Just a quick thanks for your posts. I’ve been following you for a number of years and really appreciate the insight you give

Very interesting, and thanks for addressing the wall issue! That’s a lovely simulation of a photon-based boxed-in qubit.

I note that for a single-photon resonator, the two waves you show bouncing back and forth are necessarily entangled states: Only one can hold the photon under a detection test, yet both give a 50% probability of holding the electron. This issue of “existence entanglement” was the very one that got Einstein in trouble at the Solvay meetings when he publicly pointed out that Born’s then-new model seemed to allow for multiple particles to pop up at multiple places, violating energy conservation.

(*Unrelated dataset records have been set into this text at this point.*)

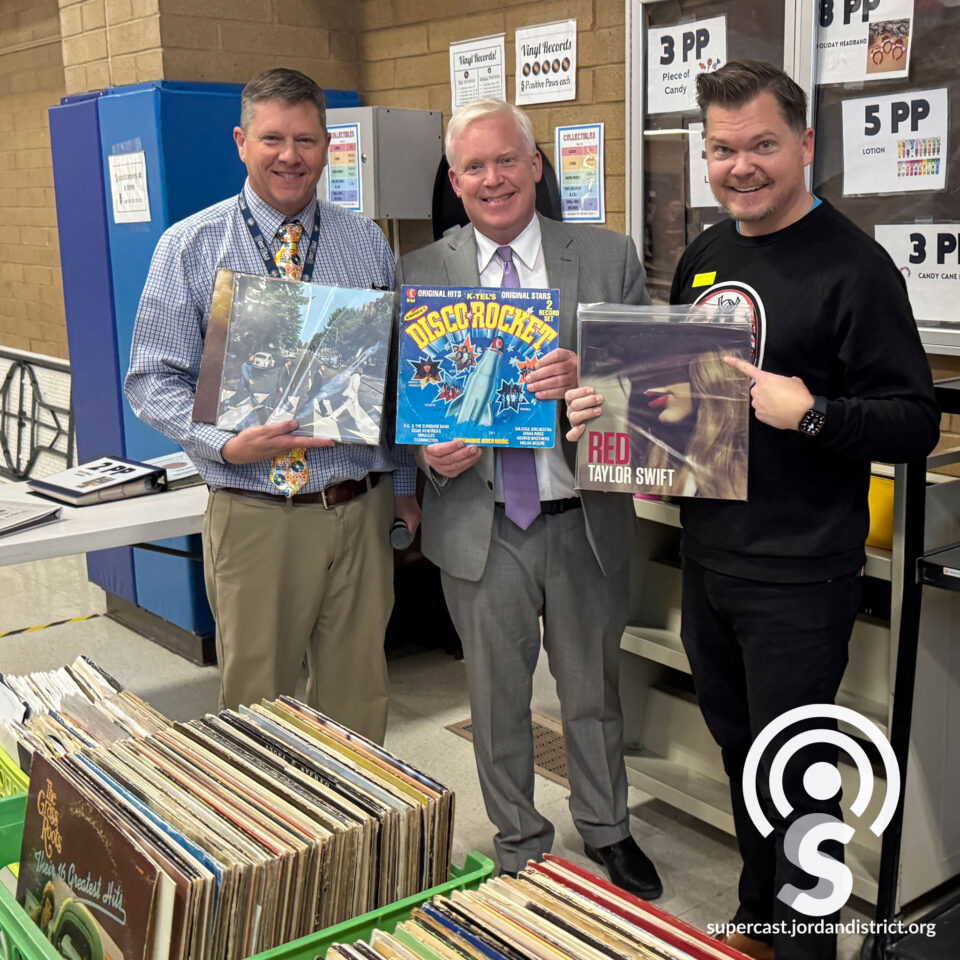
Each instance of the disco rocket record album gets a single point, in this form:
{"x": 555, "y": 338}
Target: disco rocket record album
{"x": 277, "y": 350}
{"x": 464, "y": 356}
{"x": 675, "y": 417}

Do you agree that single-photon resonators act as directional qubits when released? Your nice simulation certainly seems to suggest that when combined with energy quantization.

You completely lost me on your second part. Why is your simulator violating Schrödinger’s wave equation? The wave scaling is noise. Is your simulator introducing “decoherence” (detection, much as in a cloud chamber) by default? That’s bad programming, if so.

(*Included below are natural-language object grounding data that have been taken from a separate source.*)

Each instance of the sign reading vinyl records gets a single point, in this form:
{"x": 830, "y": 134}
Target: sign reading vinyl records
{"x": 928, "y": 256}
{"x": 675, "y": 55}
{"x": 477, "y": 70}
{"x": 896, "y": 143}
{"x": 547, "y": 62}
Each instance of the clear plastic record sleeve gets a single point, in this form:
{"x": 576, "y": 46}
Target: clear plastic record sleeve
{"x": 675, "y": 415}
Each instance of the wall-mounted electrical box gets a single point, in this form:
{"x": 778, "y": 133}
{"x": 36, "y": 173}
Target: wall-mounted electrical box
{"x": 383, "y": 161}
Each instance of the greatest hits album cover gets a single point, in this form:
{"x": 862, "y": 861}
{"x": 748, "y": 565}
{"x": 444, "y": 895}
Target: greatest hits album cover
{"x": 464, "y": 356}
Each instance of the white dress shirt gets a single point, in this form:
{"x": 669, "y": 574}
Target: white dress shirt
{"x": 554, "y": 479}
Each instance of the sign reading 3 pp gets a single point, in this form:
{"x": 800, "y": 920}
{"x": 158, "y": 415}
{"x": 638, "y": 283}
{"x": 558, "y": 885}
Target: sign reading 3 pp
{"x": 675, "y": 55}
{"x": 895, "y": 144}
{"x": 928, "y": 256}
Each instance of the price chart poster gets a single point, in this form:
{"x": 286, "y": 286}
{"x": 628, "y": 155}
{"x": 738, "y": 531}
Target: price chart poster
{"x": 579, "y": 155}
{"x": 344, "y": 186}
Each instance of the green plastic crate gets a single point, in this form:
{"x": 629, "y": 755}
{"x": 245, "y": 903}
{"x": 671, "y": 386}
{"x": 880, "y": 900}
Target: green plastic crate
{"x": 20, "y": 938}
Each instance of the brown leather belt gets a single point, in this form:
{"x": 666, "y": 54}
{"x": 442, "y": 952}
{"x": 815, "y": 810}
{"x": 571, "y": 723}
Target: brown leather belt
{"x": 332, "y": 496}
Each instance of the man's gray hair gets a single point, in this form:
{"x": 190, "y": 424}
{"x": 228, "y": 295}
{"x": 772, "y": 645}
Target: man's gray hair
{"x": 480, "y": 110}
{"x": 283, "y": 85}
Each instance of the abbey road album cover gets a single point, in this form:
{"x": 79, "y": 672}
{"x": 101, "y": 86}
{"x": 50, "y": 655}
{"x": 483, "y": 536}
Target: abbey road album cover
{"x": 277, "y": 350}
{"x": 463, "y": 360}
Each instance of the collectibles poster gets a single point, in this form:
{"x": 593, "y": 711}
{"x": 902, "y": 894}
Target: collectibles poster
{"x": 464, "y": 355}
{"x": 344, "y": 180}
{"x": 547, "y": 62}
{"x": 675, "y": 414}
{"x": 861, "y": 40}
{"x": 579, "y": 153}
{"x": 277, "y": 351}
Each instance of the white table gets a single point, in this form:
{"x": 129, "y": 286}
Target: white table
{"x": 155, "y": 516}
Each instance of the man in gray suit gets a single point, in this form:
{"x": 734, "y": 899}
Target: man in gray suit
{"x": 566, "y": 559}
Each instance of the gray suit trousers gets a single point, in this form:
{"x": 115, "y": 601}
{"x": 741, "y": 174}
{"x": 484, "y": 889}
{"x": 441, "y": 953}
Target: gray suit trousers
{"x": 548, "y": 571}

Experimentally, and ignoring the easier case of metallic band charge-splitting (e.g., Peierls transition, polyacetylene fractional charge solitons), it would be incredibly difficult, but not impossible, to get an electron to split into two well-defined, diverging probability nodes. But particle splitting is a “thing” in the literature, especially in some more exotic solid state scenarios.

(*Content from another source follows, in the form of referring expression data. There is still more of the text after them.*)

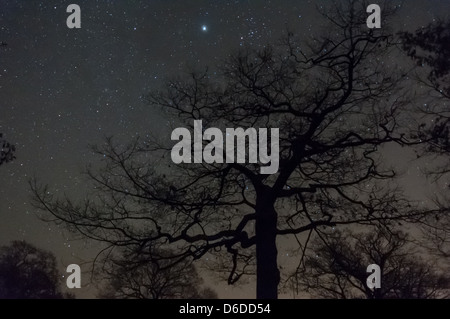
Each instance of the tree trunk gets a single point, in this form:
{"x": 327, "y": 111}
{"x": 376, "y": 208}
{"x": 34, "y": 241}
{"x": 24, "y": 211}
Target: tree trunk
{"x": 267, "y": 273}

Terry — I don’t understand most of this comment. The post is what the post says it is.

I am not showing a simulation of a photon-based boxed-in qubit. There is no entanglement of states. These are not wave functions. Nothing here is not related to existence entanglement. The first animation is simply a solution to the Maxwell equation, the equation that the electromagnetic field satisfies, as do its quanta (individual photons).

As for the second animation,

thank goodness my simulator violates Schrödinger’s wave equation! As Schrödinger was fully aware, his equation is an approximation, one that (1) assumes that all motions are slow compared to the speed of light, and (2) drops the mc^2 term that is central in understanding what particles really are and how they work. If I showed you the solution to that equation, that would give you a picture of electrons from the 1920s, one that was already obsolete by the 1930s. I’m trying to move you out of the last century, and you’re fighting me tooth and nail.When you fix Schrödinger’s wave equation to account for relativity — in particular, remembering that E = mc^2 for an electron at rest — then you obtain exactly the equation that the simulator is solving: the class 1 equations of https://profmattstrassler.com/articles-and-posts/particle-physics-basics/fields-and-their-particles-with-math/waves-classical-equation-of-motion/ , which are the ones that the electron field and its quanta (i.e. electrons) actually satisfy.

[There is still a Schrödinger-like equation here for the wave function of the field, but that wave function is a function of an infinite number of variables, and doesn’t look anything like my simulation.]

As for your final paragraph, I have no idea what you are talking about; I don’t see how any of these issues are relevant to this post.

So, is it correct to say in an atom there is a force well, [gravity (force) well, cold (temperature at zero) well, null (fields cancelling to zero) well], that keeps, “traps” the various waves, quarks, and electrons oscillating about the geometric center?

These forces is what is meant as “falling”. If so, falling from what to what, energy and/or curvature of space-time?

They are different forces, for the particles in nucleus respectively for the electrons most often surrounding it. (Only the lowest mode s=0 electrons spend some time within the nucleus.)

It seems to me from Matt’s comments the gravitational forces are mostly insignificant at these “large” scales.